What is so special about the Orchidaceae?
According to Greek mythology, there once was a satyr named Orchis who was celebrating in the festival of the god of wine. Having had too much to drink, he attempted to rape a priestess and as a result was killed by angry villagers. Orchis’ father prayed to the gods to bring his son back but the gods, being not especially fond of rapists, only returned Orchis as flowers. Thus, according to the Ancient Greeks, was the origin of orchids. However, with modern genetics and the theory of evolution, we know that it is unlikely that members of the Orchidaceae family are the restoration of a satyr. However, this does not dampen the mystical fascination of humans with this family of flowering plants. Undeniably, the beauty of many members of Orchidaceae has mesmerized many and led to a huge floricultural industry in the trade of orchids and its hybrids. Vanilla, one of the most used flavourings, is derived from the seed capsules of orchids. Orchidaceae is a special family not only because of its cultural and commercial importance, but also due to its unique structure and diversity. Members of this family have also formed special relationships with other species of organisms that are non-human. Orchidaceae is a large and diverse family, making it perhaps one of the most special.
It is estimated that members of the Orchidaceae family make up one tenth to one sixteenth of all species of flowering plants (Dressler). In 1973 it was predicted that 17,000 species existed (Willis) but that number has increased and it could now easily be between 20,000 and 25,000. This makes the Orchidaceae the largest family of flowering plants. However, this is not the only reason why they’re special. Orchids produce many small and light seeds that are easily dispersed by wind.

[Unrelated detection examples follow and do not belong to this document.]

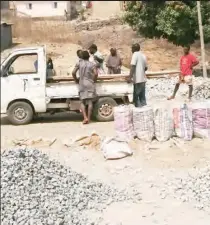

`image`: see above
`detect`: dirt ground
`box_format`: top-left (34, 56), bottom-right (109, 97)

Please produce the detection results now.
top-left (1, 5), bottom-right (210, 225)
top-left (1, 99), bottom-right (210, 225)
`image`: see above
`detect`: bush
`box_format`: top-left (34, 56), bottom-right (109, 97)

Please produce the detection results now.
top-left (123, 0), bottom-right (210, 46)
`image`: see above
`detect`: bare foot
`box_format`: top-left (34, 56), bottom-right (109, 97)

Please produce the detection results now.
top-left (167, 96), bottom-right (175, 100)
top-left (82, 119), bottom-right (89, 124)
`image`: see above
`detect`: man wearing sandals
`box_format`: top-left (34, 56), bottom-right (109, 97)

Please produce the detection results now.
top-left (168, 46), bottom-right (199, 101)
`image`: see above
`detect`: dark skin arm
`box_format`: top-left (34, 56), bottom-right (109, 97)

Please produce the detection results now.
top-left (119, 58), bottom-right (122, 66)
top-left (94, 56), bottom-right (104, 63)
top-left (127, 65), bottom-right (136, 83)
top-left (93, 67), bottom-right (98, 83)
top-left (72, 66), bottom-right (79, 84)
top-left (192, 61), bottom-right (199, 68)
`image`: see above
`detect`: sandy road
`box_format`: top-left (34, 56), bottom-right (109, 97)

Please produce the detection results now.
top-left (1, 111), bottom-right (210, 225)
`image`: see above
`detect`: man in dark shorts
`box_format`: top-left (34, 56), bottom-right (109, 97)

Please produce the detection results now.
top-left (72, 51), bottom-right (98, 124)
top-left (106, 48), bottom-right (122, 74)
top-left (127, 43), bottom-right (147, 107)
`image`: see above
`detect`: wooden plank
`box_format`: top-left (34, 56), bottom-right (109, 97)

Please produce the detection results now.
top-left (47, 71), bottom-right (179, 82)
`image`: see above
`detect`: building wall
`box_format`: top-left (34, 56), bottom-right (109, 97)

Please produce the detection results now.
top-left (1, 24), bottom-right (12, 51)
top-left (15, 1), bottom-right (67, 17)
top-left (1, 1), bottom-right (9, 9)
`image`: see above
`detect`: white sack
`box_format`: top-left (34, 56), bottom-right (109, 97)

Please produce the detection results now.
top-left (133, 106), bottom-right (155, 141)
top-left (114, 105), bottom-right (135, 140)
top-left (154, 108), bottom-right (174, 141)
top-left (173, 104), bottom-right (193, 141)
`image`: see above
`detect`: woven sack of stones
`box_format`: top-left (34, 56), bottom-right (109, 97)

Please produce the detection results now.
top-left (173, 104), bottom-right (193, 141)
top-left (114, 105), bottom-right (135, 141)
top-left (154, 108), bottom-right (174, 142)
top-left (192, 102), bottom-right (210, 139)
top-left (133, 106), bottom-right (155, 142)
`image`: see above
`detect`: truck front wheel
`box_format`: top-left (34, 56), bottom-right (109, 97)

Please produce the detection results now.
top-left (7, 102), bottom-right (34, 125)
top-left (93, 97), bottom-right (117, 122)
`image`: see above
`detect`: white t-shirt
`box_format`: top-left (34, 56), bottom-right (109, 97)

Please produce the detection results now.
top-left (131, 51), bottom-right (147, 84)
top-left (89, 51), bottom-right (104, 71)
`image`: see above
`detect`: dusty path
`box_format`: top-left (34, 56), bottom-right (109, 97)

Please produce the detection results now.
top-left (1, 110), bottom-right (210, 225)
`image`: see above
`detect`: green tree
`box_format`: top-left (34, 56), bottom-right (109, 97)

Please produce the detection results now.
top-left (123, 0), bottom-right (210, 46)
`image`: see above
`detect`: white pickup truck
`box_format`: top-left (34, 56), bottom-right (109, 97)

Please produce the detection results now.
top-left (1, 46), bottom-right (133, 125)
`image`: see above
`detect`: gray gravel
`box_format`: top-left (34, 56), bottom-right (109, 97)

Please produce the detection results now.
top-left (1, 149), bottom-right (140, 225)
top-left (146, 77), bottom-right (210, 100)
top-left (162, 166), bottom-right (210, 214)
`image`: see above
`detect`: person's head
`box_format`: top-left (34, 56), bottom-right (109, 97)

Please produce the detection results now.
top-left (47, 54), bottom-right (52, 62)
top-left (183, 45), bottom-right (190, 55)
top-left (82, 51), bottom-right (90, 60)
top-left (131, 43), bottom-right (140, 53)
top-left (77, 49), bottom-right (82, 59)
top-left (110, 48), bottom-right (117, 56)
top-left (89, 44), bottom-right (98, 54)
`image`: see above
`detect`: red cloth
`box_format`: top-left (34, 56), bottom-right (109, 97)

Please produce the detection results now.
top-left (180, 54), bottom-right (198, 76)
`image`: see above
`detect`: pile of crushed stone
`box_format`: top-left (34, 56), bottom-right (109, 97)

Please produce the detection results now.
top-left (1, 149), bottom-right (140, 225)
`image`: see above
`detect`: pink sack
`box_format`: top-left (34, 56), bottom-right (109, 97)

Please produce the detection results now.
top-left (192, 103), bottom-right (210, 139)
top-left (114, 105), bottom-right (135, 141)
top-left (173, 104), bottom-right (193, 141)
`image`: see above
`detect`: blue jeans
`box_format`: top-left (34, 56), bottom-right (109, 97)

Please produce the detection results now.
top-left (133, 82), bottom-right (147, 107)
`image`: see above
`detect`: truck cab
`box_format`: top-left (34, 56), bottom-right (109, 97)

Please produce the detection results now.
top-left (1, 46), bottom-right (133, 125)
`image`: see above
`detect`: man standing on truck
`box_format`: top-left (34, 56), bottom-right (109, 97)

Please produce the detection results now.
top-left (106, 48), bottom-right (122, 74)
top-left (72, 51), bottom-right (98, 124)
top-left (89, 44), bottom-right (105, 74)
top-left (127, 43), bottom-right (147, 107)
top-left (168, 46), bottom-right (199, 101)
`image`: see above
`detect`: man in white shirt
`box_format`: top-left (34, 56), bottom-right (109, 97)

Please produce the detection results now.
top-left (127, 44), bottom-right (147, 107)
top-left (89, 44), bottom-right (105, 74)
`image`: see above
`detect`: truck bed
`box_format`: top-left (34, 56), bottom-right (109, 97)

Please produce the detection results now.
top-left (47, 71), bottom-right (179, 83)
top-left (46, 80), bottom-right (133, 99)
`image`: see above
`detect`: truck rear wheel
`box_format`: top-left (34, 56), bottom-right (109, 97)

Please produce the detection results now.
top-left (93, 97), bottom-right (117, 122)
top-left (7, 102), bottom-right (34, 125)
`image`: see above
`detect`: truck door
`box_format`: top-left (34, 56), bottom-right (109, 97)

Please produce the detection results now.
top-left (1, 48), bottom-right (46, 113)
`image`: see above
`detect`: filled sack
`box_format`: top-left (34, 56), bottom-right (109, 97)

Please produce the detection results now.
top-left (173, 104), bottom-right (193, 141)
top-left (154, 108), bottom-right (174, 142)
top-left (192, 102), bottom-right (210, 139)
top-left (133, 106), bottom-right (155, 142)
top-left (114, 105), bottom-right (135, 141)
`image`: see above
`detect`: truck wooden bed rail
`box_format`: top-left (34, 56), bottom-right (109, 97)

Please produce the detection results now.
top-left (47, 71), bottom-right (179, 83)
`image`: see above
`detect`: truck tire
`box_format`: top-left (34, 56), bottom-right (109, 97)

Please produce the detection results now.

While most seeds only travel meters away from its parent plant, some seeds can travel vast distances (e.g. cross the Atlantic Ocean from Africa to South America). It is perhaps because of this ability that Orchidaceae is such a cosmopolitan family. Orchidaceae virtually exist in all habitats around the world apart from the arctic, Antarctica, and some extremely arid deserts. Due to this widespread diaspora, orchids diversified into many shapes and sizes. The range of the sizes of orchids is very large. The smallest orchid is perhaps the Platystele jungermannioides, which only grows to up to 7mm tall while the largest orchids are Grammatophyllum papuanum and Grammatophyllum speciosum, which grows to up to 3 meters long (Dressler). Orchids also vary in their lifestyle, that is, on the ground (terrestrial) or on another plant (epiphytic). It is estimated that a quarter of orchids are terrestrial, five percent are capable of both lifestyles, and the remaining are epiphytic. As majority of orchids are epiphytes, special adaptations are required for it to absorb nutrients from its surroundings in the absence of soil.
Orchids have some special structural differences that separate them from other plants. As previously mentioned, many orchids are epiphytes. Therefore, their roots are different to normal roots as to allow them to absorb nutrients from its surroundings. Orchids that are epiphytes are able to acquire the nutrients it needs from the air, rain, and debris that settles around the plant. However, such nutrients are still absorbed through the roots. Many orchid roots have a special layer known as the velamen radicum. The velamen radicum is an outer layer of cells on the roots that forms a spongy covering for the roots. This in turn, helps the epiphytic plant catch and hold water, from which its nutrients come from. The velamen radicum, however, is not unique to orchids and also found in some members of the families Liliaceae and Araceae. Terrestrial orchids also contain these velamen radicum layers on their roots but their roots also form storage organs known as tuberoids. Terrestrial orchids usually have two of these tuberoids, which...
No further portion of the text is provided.